AnsweredAssumed Answered

HIVE UDF ClassNotFoundException Error

Question asked by chriswirt on Feb 6, 2013
Latest reply on Feb 14, 2013 by chriswirt
We have migrated our 20 node Hadoop cluster to MapR. A majority of our jobs run as Hive queries and use a large number of UDFs. We've been moving from hadoop-0.20./hive-0.10 to MapR-2.1/hive-0.10.

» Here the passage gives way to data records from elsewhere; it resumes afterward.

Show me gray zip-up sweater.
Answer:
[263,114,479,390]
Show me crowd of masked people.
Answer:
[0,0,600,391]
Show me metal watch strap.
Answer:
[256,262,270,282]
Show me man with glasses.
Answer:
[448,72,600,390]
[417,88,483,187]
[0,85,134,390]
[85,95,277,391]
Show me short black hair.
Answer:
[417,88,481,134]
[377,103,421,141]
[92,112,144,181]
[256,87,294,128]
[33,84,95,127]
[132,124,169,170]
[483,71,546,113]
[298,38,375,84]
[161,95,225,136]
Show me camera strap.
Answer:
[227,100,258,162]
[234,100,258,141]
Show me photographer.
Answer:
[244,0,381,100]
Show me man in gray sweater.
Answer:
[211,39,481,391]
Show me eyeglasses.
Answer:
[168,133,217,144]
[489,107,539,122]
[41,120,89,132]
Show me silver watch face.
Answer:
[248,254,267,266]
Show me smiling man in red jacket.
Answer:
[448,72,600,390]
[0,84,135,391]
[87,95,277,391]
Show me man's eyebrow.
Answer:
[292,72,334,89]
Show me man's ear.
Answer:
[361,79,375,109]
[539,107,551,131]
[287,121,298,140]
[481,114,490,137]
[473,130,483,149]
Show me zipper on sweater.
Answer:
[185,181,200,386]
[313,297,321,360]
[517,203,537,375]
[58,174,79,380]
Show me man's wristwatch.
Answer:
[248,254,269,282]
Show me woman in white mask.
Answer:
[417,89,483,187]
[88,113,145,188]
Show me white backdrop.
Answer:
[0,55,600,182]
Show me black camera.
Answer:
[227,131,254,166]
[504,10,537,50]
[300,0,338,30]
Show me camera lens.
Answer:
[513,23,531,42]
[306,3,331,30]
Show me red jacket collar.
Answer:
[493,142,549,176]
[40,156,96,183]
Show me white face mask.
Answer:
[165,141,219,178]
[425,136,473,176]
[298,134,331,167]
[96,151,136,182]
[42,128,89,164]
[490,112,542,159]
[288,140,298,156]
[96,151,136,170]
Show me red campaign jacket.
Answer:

Since the initial migration we've been experiencing intermittent issues whereby a hive job will fail with a ClassNotFoundException for the required UDF. I say intermittent as we've found the issue to not happen all of the time on any particular job or job-stage. The fail also doesn’t appear to be local to any particular cluster node.

The only noticeable trends are, it is the larger jobs which are often failing and if one map/reduce task of a particular job-stage fails with ClassNotFoundException then all map/reduce tasks will fail and the entire job will have to be rerun.

If a job does fail a couple of retries will generally eventually result in a successful run.

If you look at the job.xml our jars appear in hive.aux.jars.path and hive.added.jars.path and mapred.job.classpath.files. Also you can clearly see in the task log (of a failed task) the jar is in the classpath.

Any help is very much appreciated. I’m really hoping that someone else has experienced similar issues as I’ve been pulling my hair out for over a week now trying to fix this.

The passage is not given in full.